The isobutyric, valeric, and isovaleric acids contents decreased linearly (P < 0.05) with increasing BMF levels, probably due to the quadratic response in results obtained with CP intake and CP digestibility. According to [28], branched-chain VFA are derived from the fermentation of branched-chain amino acids. Still, [29] comments that a branched-chain VFA deficiency could be encountered if high-forage diets are low in true protein and NPN is used as a supplement. In this study, the BMF showed low content of crude protein and high NIDA and NIDN which may have contributed to these results.
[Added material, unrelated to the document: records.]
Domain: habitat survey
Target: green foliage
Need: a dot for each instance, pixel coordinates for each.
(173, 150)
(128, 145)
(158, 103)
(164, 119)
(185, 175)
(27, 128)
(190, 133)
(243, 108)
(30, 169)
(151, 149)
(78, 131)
An interaction effect for diet × time (P < 0.05) for isobutyric and valeric acids was observed (Figure 1). Increasing levels of BMF in the diet decreased isobutyric concentration over time, and the lowest mean value was found for the 30 BMF diet, probably due to lower CP digestibility. Isobutyrate and isovalerate are indicative of amino acid fermentation [30], it is produced in the rumen through oxidative deamination of the valine and leucine, respectively [31], and according to [32] these amino acids have slow and medium degradation.

In relation to valeric acid (Figure 1), animals fed with higher levels (20 and 30%) of BMF showed a linear reduction in the presence of this SCFA in rumen fluid; animals fed lower levels (0 and 10%) of BMF showed constant molar concentration of valeric acid. This may be related to the TC digestibility.

The acetate : propionate molar concentration ratio increased with increasing BMF levels, due to the results found for acetate.